Peakdale Molecular and Pfizer unveil plan set up a synthetic chemistry services group just days after the US major trimmed its pipeline.
The new group, which will supplement Peakdale’s Chemistry Services unit in Derbyshire, will employ 50 scientists and provide developmental chemistry services for Pfizer and other pharmaceutical developers working in the region.
Tony Wood, vice president of the US drug major’s medicinal chemistry unit, explained that building expertise in organic chemistry through such partnerships is critical to the firm’s wider discovery efforts.
“This collaboration will allow Pfizer to continue to develop a strong community of experienced synthetic chemists within its facilities and enhance the overall culture of synthetic chemistry at the Sandwich site.”
Site director David Roblin agreed, explaining that: “The positioning of Peakdale chemists close to the core of our research operations gives a unique opportunity in this outsourced space.”

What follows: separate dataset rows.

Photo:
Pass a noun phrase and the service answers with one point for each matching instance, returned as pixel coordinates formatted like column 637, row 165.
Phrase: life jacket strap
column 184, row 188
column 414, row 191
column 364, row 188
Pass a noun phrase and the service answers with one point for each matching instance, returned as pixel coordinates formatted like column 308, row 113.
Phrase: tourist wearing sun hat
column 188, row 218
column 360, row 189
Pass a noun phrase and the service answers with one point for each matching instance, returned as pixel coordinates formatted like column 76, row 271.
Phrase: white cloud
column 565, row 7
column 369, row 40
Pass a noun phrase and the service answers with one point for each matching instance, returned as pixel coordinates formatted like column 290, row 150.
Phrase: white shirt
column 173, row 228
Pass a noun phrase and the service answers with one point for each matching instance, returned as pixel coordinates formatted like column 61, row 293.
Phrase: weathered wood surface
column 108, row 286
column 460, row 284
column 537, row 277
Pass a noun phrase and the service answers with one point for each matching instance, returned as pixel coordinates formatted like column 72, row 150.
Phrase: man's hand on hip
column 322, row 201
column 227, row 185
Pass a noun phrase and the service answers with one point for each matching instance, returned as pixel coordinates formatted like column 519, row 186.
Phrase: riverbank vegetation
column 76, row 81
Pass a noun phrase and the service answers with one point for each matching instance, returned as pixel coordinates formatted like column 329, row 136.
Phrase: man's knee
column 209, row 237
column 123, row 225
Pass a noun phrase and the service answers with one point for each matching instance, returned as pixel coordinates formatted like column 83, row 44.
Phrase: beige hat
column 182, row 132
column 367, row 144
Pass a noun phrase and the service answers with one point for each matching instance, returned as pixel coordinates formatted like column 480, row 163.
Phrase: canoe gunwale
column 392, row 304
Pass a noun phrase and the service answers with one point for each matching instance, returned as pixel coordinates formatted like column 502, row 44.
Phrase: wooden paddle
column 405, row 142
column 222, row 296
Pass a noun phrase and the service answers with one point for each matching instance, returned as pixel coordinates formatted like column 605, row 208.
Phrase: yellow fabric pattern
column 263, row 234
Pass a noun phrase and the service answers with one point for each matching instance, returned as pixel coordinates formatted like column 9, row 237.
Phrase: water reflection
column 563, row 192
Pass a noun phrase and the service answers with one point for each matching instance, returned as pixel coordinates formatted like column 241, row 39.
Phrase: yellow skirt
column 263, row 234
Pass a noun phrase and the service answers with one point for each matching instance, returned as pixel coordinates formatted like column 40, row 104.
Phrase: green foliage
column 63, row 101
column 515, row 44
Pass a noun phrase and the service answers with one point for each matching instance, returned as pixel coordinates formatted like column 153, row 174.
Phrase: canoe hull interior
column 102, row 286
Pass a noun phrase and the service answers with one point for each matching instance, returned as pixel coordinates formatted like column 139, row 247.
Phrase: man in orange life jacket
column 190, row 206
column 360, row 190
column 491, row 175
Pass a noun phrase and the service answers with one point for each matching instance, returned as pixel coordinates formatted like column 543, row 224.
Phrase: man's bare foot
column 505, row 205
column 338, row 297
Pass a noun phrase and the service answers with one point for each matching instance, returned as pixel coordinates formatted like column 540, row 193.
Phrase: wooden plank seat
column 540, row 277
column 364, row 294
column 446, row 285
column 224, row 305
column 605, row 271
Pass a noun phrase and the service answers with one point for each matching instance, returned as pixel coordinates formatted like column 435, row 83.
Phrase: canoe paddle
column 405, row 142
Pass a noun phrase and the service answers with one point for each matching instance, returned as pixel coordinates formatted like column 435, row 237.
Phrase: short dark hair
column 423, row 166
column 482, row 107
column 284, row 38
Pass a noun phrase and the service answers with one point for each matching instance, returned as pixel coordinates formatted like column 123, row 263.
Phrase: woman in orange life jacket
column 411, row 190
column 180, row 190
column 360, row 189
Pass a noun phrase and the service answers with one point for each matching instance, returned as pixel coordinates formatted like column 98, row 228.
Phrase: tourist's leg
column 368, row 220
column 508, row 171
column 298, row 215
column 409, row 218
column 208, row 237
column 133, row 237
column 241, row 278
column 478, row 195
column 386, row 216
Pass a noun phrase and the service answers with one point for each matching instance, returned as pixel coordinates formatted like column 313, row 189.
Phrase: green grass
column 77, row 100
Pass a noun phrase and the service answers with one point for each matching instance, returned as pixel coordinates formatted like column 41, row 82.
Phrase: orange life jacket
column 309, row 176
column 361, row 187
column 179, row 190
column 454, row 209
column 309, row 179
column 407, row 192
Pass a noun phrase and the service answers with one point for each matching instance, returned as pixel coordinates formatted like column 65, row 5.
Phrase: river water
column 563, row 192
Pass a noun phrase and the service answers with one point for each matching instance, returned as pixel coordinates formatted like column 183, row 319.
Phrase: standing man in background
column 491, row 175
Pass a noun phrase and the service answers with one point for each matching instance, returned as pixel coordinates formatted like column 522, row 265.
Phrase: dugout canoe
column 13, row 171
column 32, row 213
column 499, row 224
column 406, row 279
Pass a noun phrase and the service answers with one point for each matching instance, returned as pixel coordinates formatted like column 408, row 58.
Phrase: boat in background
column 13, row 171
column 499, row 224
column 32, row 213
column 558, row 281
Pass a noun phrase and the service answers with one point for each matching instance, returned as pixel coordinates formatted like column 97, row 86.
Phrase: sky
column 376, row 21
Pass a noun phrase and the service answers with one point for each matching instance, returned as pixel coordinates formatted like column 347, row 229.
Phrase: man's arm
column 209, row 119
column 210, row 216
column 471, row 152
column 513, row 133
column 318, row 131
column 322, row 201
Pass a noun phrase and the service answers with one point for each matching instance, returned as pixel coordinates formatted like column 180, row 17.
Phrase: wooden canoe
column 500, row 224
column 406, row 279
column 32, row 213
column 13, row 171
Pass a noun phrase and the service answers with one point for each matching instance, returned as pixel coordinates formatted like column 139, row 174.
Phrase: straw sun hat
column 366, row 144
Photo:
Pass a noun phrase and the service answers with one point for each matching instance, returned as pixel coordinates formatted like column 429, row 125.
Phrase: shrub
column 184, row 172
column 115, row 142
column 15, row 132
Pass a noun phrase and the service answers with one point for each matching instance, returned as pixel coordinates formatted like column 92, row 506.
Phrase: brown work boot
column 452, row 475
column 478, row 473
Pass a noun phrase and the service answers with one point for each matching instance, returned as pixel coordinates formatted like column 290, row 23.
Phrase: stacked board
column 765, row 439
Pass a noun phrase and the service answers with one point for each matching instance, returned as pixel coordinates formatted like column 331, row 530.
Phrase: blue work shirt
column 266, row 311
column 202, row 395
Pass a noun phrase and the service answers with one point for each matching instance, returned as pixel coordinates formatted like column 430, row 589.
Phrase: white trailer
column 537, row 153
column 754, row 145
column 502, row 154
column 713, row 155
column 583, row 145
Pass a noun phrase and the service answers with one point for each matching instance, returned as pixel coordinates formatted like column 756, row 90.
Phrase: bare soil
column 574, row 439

Pfizer has restructured its R&D operations since buying Wyeth last year, most recently announcing that it will focus development efforts on Alzheimers disease, diabetes, metabolic disorders, pain and cancer.
Prior to that Pfizer said it will cut its global R&D capacity by 35 per cent and focusing activities at five main sites and nine specialised units around the world.
Consequently, Pfizer’s decision to collaborate on the new organic chemistry group means the unit is likely to play an important role in its global R&D operations, which is a point that Peakdale CEO Ray Fisher acknowledged.
“This is a great opportunity for Peakdale to contribute to Pfizer’s success as the Pharmaceutical Industry seeks to become more efficient and responsive to the rapidly changing environment of drug discovery”
“We are extremely pleased that Pfizer has chosen us to promote this new initiative and see this model as one way to bring the entrepreneurial spirit of smaller companies to synergise with the expertise and know-how of an established world leader.”
In other news, Pfizer confirmed its plan to enter Japan’s generic drug sector and said it will aim to be the number one player.
The firm, which floated the idea last year , told Reuters it plans to “capitalize on its brand as a patent drug maker and expertise on Japan business to beat such rivals as Israel's Teva Pharmaceutical Industries.”
Hiroshi Matsumori, corporate officer at Pfizer Japan, said that: “The biggest challenge for foreign players starting business in Japan, where standards are exceptionally high, is branding, which we have already achieved as a patent drug maker. We are completely different from those starting from scratch.”